Oracle allows primary keys to have duplicate and null values. Using this capability isn't a particularly good idea, but it implies that some of what most developers consider a primary key's guarantees (non-null, unique) are not really guarantees.
CREATE TABLE oracle_guarantees ( ID NUMBER(9,0), NAME VARCHAR2(50 BYTE), breed NVARCHAR2(100) ); INSERT INTO oracle_guarantees VALUES (1, 'Fuzz Head', 'Tabby'); INSERT INTO oracle_guarantees VALUES (2, 'Fluffy Thing', 'Mix'); INSERT INTO oracle_guarantees VALUES (2, 'Fluffy Thing', 'Mix'); INSERT INTO oracle_guarantees VALUES (3, 'Tiger', 'Tabby'); INSERT INTO oracle_guarantees VALUES (4, 'Fur Beast', 'Bengal'); INSERT INTO oracle_guarantees VALUES (5, 'Karate', 'Japanese Bobtail'); INSERT INTO oracle_guarantees VALUES (6, 'Chairman Meow', 'Chinese Harlequin'); INSERT INTO oracle_guarantees VALUES (NULL, 'No Cat', 'No breed'); CREATE INDEX oracle_guarantees_pk ON oracle_guarantees (ID); ALTER TABLE oracle_guarantees ADD CONSTRAINT oracle_guarantees_pk PRIMARY KEY (ID) DISABLE KEEP INDEX; ALTER TABLE oracle_guarantees MODIFY CONSTRAINT oracle_guarantees_pk ENABLE NOVALIDATE;
SQLite PKs also allow one null but not duplicate values.
Is it possible to have constraints marked as primary keys which have duplicate values or null values in Microsoft SQL or Postgres?
In other words, can I absolutely rely on PK uniqueness and non-nullity within the documented feature set (ignoring cases like manually edited data files, bugs, or modified server source code)?
Further clarification: I suspect that DBAs and developers work a little more differently than I thought.
Thought exercise: A developer needs to uniquely identify rows on any table (the table structure is unknown at compile time). Oracle's documentation on primary key constraints comes up in a search and says:
A primary key constraint combines a NOT NULL constraint and a unique constraint in a single declaration. That is, it prohibits multiple rows from having the same value in the same column or combination of columns and prohibits values from being null.
The developer then looks for a means to find the primary keys on any table at run time. They probably come across a question like this: https://stackoverflow.com/questions/9016578/how-to-get-primary-key-column-in-oracle
The top voted answer's query yields:
I believe that any reasonable non-DBA person would, at this point, conclude that the
ID column cannot have NULL or duplicate values. This conclusion is not true.
- Is it Oracle's fault? No.
- Is the table properly designed? No.
- Are the statements to create such a table complex? Immaterial.

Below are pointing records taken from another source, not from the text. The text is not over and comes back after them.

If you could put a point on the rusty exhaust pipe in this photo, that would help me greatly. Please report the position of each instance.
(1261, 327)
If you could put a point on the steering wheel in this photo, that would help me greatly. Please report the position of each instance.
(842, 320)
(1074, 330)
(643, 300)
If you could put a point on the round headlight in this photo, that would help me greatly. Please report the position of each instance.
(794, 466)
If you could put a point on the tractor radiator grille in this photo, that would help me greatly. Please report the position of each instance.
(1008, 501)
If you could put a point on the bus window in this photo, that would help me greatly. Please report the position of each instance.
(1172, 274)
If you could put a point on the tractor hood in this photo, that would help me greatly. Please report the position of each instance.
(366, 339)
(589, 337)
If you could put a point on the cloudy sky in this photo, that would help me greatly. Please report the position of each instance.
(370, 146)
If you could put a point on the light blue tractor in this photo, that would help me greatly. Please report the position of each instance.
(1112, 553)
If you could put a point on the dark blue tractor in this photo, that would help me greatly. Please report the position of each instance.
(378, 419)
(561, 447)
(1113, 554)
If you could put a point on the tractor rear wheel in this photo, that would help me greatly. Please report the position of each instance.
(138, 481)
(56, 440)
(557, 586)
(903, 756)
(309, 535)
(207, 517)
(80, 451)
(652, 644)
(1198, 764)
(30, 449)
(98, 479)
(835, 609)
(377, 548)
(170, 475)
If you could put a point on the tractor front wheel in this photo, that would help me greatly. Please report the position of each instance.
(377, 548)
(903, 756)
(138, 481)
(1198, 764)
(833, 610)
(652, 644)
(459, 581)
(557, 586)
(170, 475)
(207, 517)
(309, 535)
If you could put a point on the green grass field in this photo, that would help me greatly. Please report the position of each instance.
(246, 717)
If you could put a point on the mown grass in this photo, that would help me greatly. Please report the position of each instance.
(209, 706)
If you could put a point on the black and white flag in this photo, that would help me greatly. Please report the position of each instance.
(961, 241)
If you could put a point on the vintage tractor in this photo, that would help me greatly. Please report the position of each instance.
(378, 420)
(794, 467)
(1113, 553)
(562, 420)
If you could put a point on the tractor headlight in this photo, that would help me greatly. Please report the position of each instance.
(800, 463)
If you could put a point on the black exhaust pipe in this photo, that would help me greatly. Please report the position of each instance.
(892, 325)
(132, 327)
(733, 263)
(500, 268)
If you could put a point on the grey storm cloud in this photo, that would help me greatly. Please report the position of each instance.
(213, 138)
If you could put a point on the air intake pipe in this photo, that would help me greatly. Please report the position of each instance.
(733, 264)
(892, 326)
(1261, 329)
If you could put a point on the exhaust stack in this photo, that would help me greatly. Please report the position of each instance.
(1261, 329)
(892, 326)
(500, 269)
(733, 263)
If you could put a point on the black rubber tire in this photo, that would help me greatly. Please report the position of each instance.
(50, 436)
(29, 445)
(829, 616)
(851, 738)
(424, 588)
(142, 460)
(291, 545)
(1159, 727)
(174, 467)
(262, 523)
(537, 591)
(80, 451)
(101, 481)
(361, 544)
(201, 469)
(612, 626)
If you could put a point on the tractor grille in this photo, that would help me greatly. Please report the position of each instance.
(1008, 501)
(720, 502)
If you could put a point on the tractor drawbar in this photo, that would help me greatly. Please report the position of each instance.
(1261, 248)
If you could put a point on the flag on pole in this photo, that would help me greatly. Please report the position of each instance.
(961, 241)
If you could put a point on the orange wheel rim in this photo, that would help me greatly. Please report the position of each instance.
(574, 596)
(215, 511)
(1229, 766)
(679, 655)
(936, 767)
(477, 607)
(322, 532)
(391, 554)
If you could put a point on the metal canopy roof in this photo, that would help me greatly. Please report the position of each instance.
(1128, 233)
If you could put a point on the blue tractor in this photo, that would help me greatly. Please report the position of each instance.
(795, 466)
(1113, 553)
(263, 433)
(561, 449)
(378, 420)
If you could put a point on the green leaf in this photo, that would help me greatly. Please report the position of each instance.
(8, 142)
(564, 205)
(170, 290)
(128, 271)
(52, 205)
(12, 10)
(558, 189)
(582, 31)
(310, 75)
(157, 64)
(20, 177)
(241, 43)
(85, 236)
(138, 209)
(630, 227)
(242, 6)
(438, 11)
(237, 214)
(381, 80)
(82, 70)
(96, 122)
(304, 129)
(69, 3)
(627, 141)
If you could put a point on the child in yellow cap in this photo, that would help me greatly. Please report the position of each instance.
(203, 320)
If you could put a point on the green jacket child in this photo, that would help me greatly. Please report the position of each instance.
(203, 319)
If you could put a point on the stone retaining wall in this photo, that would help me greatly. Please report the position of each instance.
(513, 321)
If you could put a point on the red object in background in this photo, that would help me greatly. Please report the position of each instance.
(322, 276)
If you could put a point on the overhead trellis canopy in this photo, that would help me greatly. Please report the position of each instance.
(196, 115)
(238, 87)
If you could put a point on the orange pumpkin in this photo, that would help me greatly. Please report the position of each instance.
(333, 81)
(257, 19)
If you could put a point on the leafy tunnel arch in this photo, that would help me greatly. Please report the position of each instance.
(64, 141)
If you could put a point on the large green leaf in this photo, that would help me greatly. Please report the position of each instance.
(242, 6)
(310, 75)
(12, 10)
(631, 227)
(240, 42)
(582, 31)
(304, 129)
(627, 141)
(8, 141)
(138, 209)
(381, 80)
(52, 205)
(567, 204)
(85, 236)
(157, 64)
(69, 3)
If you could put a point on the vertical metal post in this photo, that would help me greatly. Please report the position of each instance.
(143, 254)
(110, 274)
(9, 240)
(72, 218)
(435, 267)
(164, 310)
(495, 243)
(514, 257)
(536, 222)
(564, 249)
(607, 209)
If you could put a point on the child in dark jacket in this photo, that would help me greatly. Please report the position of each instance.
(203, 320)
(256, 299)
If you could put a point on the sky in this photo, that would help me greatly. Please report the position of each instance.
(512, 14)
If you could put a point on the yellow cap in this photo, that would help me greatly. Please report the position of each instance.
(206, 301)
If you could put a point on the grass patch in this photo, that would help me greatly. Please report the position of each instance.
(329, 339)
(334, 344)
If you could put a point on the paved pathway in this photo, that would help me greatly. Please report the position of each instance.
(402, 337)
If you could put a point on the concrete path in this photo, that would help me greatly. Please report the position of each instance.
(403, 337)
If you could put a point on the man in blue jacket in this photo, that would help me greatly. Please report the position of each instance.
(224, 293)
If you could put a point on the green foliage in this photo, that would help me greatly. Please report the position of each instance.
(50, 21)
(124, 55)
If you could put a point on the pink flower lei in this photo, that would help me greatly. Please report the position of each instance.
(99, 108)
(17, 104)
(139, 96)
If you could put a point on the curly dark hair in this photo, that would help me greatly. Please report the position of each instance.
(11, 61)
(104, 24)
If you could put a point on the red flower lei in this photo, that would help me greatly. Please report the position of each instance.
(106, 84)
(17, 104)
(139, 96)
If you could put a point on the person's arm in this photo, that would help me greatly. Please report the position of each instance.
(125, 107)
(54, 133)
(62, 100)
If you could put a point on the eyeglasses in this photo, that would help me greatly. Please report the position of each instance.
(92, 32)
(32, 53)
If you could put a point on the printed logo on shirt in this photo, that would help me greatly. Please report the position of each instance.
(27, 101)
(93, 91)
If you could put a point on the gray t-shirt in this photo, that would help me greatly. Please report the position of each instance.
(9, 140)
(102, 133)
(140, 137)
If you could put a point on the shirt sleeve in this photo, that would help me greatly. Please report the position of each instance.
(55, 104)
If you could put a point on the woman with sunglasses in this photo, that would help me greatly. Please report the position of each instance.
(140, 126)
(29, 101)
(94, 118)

- Is the Id column a "real" primary key? Maybe not, but this is more a philosophical matter.
IDis listed (and is shown as "ENABLED") by the query in the top-rated SO answer to the linked question above. Perhaps that question needs to add a check for validation, but I have never once seen anyone check for this in code, nor do any answers in that thread or related threads I have found.
Ergo, in the real world, an arbitrary table can have a primary key (by definition of
all_constraints.constraint_type) which has duplicate values. And NULL values.
I now know that software must also ensure that the constraint is validated. Excellent! That provides the guarantee I need.
The question is: Is it possible to have a primary key (as defined by DBMS metadata) that has NULL or duplicate values in PostgreSQL or Microsoft SQL?